What we engrave or allow to be engraved upon us is what we must live with. Talent, attractiveness and intellect, too long overvalued, have proven incapable of re-firing our national hope. The Bill Clintons of this society have chipped away valuable and irreplaceable granite. Now we need more modest athletes, meeker leaders, honest executives and more diligent workers.
A new national character, new only in the narrowest of historical views, can be, and must be, engraved. The granite of us, worn and pocked as it is, can still receive the well-guided stylus. Character matters, and now is the time.
Why Enron? Why the whole Clinton-Lewinsky quagmire? Why any of it?
The problem is, those are actually the wrong questions, both wrong and easy to answer. Scandal, crime and wickedness in high and low places are in the fallenness of us. Sin is. That is the simple and terrifying answer to both the murderous mayhem in our streets and the shocking deceptions in our board rooms.
The real question is, How can character be added back into an American soul adrift on a Sargasso Sea of postmodern relativism? It is not that there have never before been scandals. From the Hamilton-Burr duel to the Teapot Dome to Watergate, the highway of American history is littered with trash. In the past, however, scandal was, at least, well, scandalous. Now little, if anything, is fixed, absolutely wrong or absolutely right. Our ability, as a people, to be scandalized by anything is being frittered away.
Not the movies, not the art or the music or the literature, but the character of a culture is its defining nexus, that which holds it together, the place where all its dots connect and make it what it is. When the character of any culture loses its grip on the essential virtues that hold the whole thing in place, the scandals still happen, but the culture is no longer outraged.

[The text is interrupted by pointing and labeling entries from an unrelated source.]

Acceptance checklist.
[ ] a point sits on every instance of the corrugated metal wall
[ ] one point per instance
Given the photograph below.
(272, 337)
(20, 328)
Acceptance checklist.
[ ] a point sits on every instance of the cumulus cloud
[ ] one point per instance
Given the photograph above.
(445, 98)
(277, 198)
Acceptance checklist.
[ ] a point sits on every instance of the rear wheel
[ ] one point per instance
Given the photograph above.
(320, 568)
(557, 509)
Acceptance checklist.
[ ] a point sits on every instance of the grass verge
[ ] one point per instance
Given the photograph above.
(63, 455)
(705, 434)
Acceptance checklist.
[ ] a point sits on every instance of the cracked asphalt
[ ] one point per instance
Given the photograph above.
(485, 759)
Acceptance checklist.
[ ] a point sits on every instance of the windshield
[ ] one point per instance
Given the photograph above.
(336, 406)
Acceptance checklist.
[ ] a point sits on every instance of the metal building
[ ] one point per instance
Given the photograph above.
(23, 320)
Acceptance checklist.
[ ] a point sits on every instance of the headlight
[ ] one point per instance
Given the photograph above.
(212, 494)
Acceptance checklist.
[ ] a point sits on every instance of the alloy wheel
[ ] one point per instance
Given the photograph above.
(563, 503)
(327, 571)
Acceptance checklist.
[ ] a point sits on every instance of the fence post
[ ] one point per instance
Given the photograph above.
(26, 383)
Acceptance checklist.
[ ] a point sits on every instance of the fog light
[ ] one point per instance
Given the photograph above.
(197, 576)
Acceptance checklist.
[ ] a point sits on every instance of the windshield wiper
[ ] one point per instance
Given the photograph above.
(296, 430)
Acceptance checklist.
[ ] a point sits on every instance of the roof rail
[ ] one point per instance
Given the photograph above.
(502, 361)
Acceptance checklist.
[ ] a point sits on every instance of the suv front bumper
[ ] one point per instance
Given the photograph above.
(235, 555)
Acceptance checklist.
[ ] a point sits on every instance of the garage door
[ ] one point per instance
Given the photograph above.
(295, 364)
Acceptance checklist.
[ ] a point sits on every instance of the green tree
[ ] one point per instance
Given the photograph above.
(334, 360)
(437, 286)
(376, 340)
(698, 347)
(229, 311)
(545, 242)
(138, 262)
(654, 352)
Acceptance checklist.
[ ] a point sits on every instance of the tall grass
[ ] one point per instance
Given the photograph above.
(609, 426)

Indeed, in the Clinton-Lewinsky debacle, the background music of the presidents defense was that his ability as a president combined with a good economy made perjury and adultery non-issues. Likewise, when the Enron disaster burst open, we could hardly bring ourselves to even speak of the greed and dissembling. The greater issue was perceived to be the financial loss to employees and investors.
In other words, the inescapable conclusion is that when there is no substantial financial loss, it is not a real scandal. This was even stated by one speaker who said, The real sin is not the presidents sexual habits, but the money Ken Starr spent on the prosecution.